Versione di Cornelio Nepote

Paragrafo 3

Traduzione della Versione "Paragrafo 3" di Cornelio Nepote

Testo Originale Latino

Hic autem sic se gerebat ut communis infimis par principibus videretur. Quo factum est ut huic omnes honores quos possent publice haberent civemque facere studerent; quo beneficio ille uti noluit quod nonnulli ita interpretantur amitti civitatem Romanam alia ascita. Quamdiu adfuit ne qua sibi statua poneretur restitit; absens prohibere non potuit. Itaque aliquot ipsi et Phidiae locis sanctissimis posuerunt: hunc enim in omni procuratione rei publicae actorem auctoremque habebant.
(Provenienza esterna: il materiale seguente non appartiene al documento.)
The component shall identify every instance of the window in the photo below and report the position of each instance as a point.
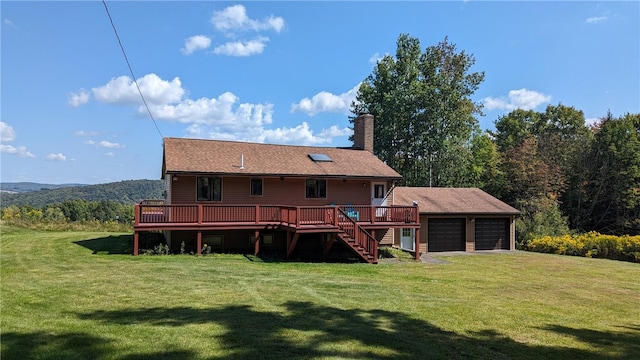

Igitur primum illud munus fortunae quod in ea potissimum urbe natus est in qua domicilium orbis terrarum esset imperii ut eandem et patriam haberet et domum; hoc specimen prudentiae quod cum in eam se civitatem contulisset quae antiquitate humanitate doctrinaque praestaret omnes ** unus ei fuerit carissimus.

Traduzione Italiana

Qui si comportava in modo tale, da apparire agli infimi uno di loro, ai maggiorenti un loro pari. Per la qual cosa, avvenne che a lui concedessero tutte le pubbliche onorificenze che potevano e volessero dargli la cittadinanza: ma lui declinò il beneficio perché, secondo l'interpretazione di alcuni, si perde la cittadinanza romana, quando se ne prende un'altra. .Per tutto il tempo che rimase là, si oppose a che gli venissero innalzate statue di sorta; partito, non poté impedirlo. Così collocarono alcuni suoi ritratti nei luoghi più sacri: lo ritenevano ispiratore e protagonista in tutti gli affari dello Stato. .Pertanto questo fu un primo dono della sorte: l'essere nato proprio nella città che era la sede del dominio del mondo, ed avere la stessa per patria e dimora; ma fu un segno della sua saggezza il fatto che recatosi in una città che superava tutte per antichità, civiltà e scienza, seppe da essa farsi amare quanto nessun altro.